ORDERED that the order is affirmed, with costs.
The plaintiff commenced this action to recover damages for personal injuries she allegedly sustained when she fell down a carpeted staircase consisting of three risers and two treads separating the living room and kitchen area of the defendants' home. In her bill of particulars, the plaintiff alleged, inter alia, that the subject staircase was defective because it was slippery, inadequately lit, and had inadequate handrails. Following discovery, the defendants moved for summary judgment dismissing the complaint. In an order dated June 5, 2024, the Supreme Court granted the motion. The plaintiff appeals.
"Although a landowner has a duty to maintain its premises in a reasonably safe manner, a landowner has no duty to protect or warn against a condition that is open and obvious and not inherently dangerous" (Capio v U.S. Bank N.A., 234 AD3d 919, 919 [citations omitted]).

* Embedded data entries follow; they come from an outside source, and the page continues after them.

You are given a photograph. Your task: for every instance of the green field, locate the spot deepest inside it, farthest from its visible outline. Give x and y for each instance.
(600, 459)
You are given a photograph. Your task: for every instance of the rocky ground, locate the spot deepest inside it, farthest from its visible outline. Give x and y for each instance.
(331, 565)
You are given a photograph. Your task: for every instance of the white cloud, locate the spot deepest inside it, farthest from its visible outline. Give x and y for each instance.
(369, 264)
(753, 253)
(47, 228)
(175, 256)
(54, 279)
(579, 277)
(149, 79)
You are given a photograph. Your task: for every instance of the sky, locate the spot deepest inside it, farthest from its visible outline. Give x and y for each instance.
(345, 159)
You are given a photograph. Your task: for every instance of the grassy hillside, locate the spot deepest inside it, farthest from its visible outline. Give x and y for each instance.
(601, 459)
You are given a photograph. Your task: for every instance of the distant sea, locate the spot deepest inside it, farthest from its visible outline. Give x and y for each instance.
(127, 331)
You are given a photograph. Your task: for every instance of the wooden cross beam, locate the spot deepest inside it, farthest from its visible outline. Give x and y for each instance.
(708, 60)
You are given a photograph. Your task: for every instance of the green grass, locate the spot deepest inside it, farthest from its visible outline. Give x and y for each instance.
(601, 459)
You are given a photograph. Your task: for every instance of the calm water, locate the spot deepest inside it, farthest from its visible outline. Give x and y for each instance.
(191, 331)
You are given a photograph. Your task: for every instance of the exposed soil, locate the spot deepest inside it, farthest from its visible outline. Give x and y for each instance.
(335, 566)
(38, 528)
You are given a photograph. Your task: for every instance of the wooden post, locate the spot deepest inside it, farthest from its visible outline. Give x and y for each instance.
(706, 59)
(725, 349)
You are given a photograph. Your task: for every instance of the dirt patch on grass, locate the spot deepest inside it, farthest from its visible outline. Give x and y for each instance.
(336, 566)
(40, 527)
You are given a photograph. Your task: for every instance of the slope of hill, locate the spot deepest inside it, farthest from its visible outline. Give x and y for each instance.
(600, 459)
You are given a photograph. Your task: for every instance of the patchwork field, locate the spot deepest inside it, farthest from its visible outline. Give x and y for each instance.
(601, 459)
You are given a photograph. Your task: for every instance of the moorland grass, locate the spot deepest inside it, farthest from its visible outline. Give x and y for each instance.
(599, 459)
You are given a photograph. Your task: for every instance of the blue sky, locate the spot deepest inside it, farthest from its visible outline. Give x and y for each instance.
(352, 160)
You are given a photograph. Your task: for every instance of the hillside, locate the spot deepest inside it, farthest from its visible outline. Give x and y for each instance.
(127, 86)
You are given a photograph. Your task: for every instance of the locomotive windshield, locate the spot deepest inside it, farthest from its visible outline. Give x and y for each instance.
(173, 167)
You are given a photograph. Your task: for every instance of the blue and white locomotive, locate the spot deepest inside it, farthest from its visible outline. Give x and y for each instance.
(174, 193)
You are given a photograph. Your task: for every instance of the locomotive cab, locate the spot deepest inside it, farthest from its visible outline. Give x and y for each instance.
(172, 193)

Here, the defendants established, prima facie, their entitlement to judgment as a matter of law dismissing the complaint by submitting evidence demonstrating that the subject staircase and carpeting complied with the relevant New York State Building Code requirements and that they were open and obvious and not inherently dangerous (see id. at 919-920; Fishelson v Kramer Props., LLC, 133 AD3d 706, 707) and that the lighting conditions were adequate (see Salerno v Street Retail, Inc., 38 AD3d 515, 516; Curran v Esposito, 308 AD2d 428). The evidence submitted by the plaintiff in opposition, including her expert affirmation, failed to raise a triable issue of fact (see Capio v U.S. Bank N.A., 234 AD3d at 920). The plaintiff's expert's opinions regarding the staircase and handrail were conclusory and unsupported by the record. Moreover, the plaintiff's expert's commentaries regarding the coefficient of friction between the plaintiff's foot and the carpet, as well as the lack of color contrast between the landing and the carpet, are not supported by the evidence, especially where, as here, the plaintiff was familiar with the defendants' home (see [*2]Zeppetelli v 1372 Broadway, LLC, 222 AD3d 813, 814; Fishelson v Kramer Props., LLC, 133 AD3d at 708). Accordingly, the Supreme Court properly granted the defendants' motion for summary judgment dismissing the complaint.
BARROS, J.P., WARHIT, LANDICINO and LOVE, JJ., concur.